“Even kill us, even ride on us.” How a Kuban village struggles with a landfill surrounded by rice paddies
The village of Poltava thundered throughout the country in April 2023. Local residents blocked the road along Telman Street for several days. People took turns on duty to keep the garbage trucks out. At some point, the truck literally began to run into people. One elderly woman lost consciousness, but the rest of the protesters were not seriously injured.
The police stood by and watched blankly. As a result, the next day, a man in a wheelchair drove out to the bridge leading to the landfill. He held a banner reading “Stop the Garbage Genocide” in his hand and refused to leave until he spoke to the local police chief. Finally, the head of the district, Yuri Vasin, came to him, and only then was it possible to agree with the pensioner.
The confrontation around the landfill in the village has been going on for almost two years. A small dump was in Poltava since Soviet times, but the garbage did not bother the locals too much. Everything changed in the fall of 2021, when the villagers found out that waste from almost all over the region would be brought to them. Already in the winter of that year, more than a thousand people took to the first street protest action. The journalist Gleb Pyanykh, known for the Maximum program with “scandals, intrigues and investigations,” even came to Poltavaskaya. The Kuban security forces could not stand the intrigue: the reporter was detained almost immediately .

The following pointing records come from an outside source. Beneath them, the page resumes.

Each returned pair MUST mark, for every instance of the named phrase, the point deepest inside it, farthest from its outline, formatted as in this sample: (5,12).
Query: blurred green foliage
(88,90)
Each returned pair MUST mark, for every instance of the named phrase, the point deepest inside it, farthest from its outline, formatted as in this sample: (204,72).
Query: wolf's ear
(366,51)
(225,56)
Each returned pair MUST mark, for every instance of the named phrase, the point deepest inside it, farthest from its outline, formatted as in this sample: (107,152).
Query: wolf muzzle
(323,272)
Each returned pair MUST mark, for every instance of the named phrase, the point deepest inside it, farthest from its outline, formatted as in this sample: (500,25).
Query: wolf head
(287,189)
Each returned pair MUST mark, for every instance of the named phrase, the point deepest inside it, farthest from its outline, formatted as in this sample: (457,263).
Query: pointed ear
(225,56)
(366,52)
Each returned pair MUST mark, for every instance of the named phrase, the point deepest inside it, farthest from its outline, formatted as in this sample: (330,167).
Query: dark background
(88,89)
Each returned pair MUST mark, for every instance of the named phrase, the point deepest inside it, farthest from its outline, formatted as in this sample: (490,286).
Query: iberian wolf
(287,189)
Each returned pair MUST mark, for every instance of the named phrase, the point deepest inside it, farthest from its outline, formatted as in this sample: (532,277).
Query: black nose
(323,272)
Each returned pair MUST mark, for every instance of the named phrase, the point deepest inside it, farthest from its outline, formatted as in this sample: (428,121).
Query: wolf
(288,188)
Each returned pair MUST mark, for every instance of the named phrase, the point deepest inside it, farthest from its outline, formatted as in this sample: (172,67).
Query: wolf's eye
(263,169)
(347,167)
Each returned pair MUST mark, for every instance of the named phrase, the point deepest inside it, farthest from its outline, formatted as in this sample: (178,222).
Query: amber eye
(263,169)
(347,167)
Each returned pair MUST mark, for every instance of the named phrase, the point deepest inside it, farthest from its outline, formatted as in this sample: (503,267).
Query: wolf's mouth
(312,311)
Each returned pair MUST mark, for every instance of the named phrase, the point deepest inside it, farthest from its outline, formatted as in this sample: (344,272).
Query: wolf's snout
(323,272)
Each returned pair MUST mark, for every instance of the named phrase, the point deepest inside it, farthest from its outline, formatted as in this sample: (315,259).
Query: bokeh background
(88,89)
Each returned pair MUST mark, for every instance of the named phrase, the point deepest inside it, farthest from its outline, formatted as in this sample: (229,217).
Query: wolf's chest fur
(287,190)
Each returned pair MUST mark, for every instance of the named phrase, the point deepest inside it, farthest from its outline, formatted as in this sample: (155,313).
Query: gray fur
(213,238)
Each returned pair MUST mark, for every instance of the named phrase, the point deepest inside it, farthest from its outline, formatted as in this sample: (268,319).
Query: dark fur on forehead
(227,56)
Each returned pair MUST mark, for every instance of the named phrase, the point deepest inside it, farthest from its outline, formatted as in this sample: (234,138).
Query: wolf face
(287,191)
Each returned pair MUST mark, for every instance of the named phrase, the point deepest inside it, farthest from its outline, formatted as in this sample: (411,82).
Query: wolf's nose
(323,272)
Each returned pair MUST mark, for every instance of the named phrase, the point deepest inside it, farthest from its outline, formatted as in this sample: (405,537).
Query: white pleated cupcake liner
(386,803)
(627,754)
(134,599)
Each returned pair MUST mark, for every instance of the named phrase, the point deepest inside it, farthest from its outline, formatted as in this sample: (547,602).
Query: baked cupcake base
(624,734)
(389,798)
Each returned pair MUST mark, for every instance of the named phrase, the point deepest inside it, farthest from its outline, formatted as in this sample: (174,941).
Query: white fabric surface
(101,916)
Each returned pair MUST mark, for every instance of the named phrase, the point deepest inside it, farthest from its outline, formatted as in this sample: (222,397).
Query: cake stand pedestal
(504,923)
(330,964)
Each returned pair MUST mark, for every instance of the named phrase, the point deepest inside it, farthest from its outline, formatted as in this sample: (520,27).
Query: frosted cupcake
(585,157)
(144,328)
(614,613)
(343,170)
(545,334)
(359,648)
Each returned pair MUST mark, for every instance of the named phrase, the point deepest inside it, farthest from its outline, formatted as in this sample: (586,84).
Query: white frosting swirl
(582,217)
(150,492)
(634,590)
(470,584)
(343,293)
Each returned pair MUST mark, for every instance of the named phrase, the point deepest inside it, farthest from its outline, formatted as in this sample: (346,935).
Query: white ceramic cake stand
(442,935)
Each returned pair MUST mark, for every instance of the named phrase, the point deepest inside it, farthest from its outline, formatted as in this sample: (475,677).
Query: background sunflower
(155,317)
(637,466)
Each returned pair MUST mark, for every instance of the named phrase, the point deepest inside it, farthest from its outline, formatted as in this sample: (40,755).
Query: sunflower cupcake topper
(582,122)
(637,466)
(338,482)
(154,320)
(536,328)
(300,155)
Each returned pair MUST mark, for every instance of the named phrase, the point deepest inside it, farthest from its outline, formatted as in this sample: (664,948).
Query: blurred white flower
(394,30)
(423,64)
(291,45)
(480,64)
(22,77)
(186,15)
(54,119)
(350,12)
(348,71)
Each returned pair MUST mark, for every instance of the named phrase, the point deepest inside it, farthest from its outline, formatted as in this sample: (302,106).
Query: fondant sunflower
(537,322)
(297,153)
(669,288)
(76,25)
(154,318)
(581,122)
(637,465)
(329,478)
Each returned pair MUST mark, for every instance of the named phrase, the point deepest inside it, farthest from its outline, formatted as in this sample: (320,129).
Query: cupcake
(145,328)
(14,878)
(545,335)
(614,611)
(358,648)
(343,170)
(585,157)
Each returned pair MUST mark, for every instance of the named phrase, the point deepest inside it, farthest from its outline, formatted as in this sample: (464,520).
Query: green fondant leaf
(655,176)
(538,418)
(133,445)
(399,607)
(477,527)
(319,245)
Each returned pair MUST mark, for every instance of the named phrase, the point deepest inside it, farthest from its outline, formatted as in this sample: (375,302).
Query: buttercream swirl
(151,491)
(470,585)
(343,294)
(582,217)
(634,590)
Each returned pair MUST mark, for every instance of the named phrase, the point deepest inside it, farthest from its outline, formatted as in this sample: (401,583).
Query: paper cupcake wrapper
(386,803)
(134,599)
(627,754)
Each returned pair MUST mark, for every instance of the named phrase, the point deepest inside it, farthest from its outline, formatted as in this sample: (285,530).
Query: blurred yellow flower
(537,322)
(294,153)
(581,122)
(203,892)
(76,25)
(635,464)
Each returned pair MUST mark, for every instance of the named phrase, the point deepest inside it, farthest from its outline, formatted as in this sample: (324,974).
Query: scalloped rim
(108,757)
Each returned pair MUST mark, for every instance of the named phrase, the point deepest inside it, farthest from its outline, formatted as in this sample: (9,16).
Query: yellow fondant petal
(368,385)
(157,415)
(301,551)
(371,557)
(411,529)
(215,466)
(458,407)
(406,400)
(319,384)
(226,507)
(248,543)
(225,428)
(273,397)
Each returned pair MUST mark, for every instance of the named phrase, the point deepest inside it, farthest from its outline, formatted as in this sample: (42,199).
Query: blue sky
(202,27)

Until November 2021, Natalya Garyaeva did not think at all about the landfill in her native village. The woman developed her own business: her family owns the largest car repair shop in the area and several stores. Now she calls herself the leader of the protest – and other villagers agree with this.
We agreed to an interview with Natalia in one of the buildings of her company. A courteous employee of the company meets us at the door, opens the massive wooden doors and leads us into the boss’s office. Natalya asks to wait a bit – she is talking on the phone, sitting in a massive leather chair. A large table in front of her is lined with flowers – the day before the meeting, Garyaeva had a birthday.

In May, Natalya Garyaeva several times went to solo pickets and demanded a meeting with the governor of Kuban / Photo: Alina Desyatnichenko for New Tab
“I was living my life when the people who live closest to the landfill started to panic. All! Catastrophe! You can leave the village, – says Natalia. – I considered myself apolitical, always busy. But when I found out about the scale of the problem, I actively joined the fight.”
Previously, garbage from resort towns, including Tuapse and Sochi, was taken to another landfill among the fields – Belorechensky (about 250 km from Sochi). In 2021, they decided to close it, as it was 1.5 times full. Then the question arose before the Kuban authorities: where to carry tons of garbage?
It was not possible to conclude a contract for the transportation of waste from Sochi for almost 2 billion – not a single application was submitted for the competition, not a single landfill in the region was ready to accept such volumes of garbage. Then the regional Ministry of Fuel and Energy Complex and Housing and Public Utilities reported in their social networks that they were considering the option of a landfill in the village of Poltavskaya.
Natalya says: no one officially warned the inhabitants of the village that they would be transported garbage from the resorts of Tuapse and Sochi. This became known only from documents leaked to the network from a meeting of the interdepartmental commission. According to Garyaeva, the volume of waste should have increased by 5-6 times.
The fact is, says Natalya, that the authorities of the Krasnodar Territory considered a small dump in Poltava to be a MSW landfill. But if a landfill is any, even a spontaneously equipped place where garbage is dumped, then only a specially equipped facility can be a landfill. For example, a landfill should have infrastructure for isolating waste with groundwater, collecting and filtering toxic effluents, and removing landfill gas.
What else distinguishes a landfill from a landfill?
The residents of the village, recalls Garyaeva, did not want to accept garbage from Sochi and Tuapse at all, and they went out to protest. As a result, the authorities abandoned this idea – instead, waste from the neighboring Crimean and Slavyansk regions was taken to Poltava. Strings of garbage trucks pulled into the village and the landfill turned into a giant, fetid landfill, poisoning not only fertile soil, but also people’s lives.
How a Soviet landfill became a family business
The house of pensioner Lyudmila Borisovna Grishkova is located half a kilometer from the current landfill. She recalls that she moved to the village in 1989 – then next to her house there were only treatment facilities and a huge meadow. Immediately behind it was a small district dump.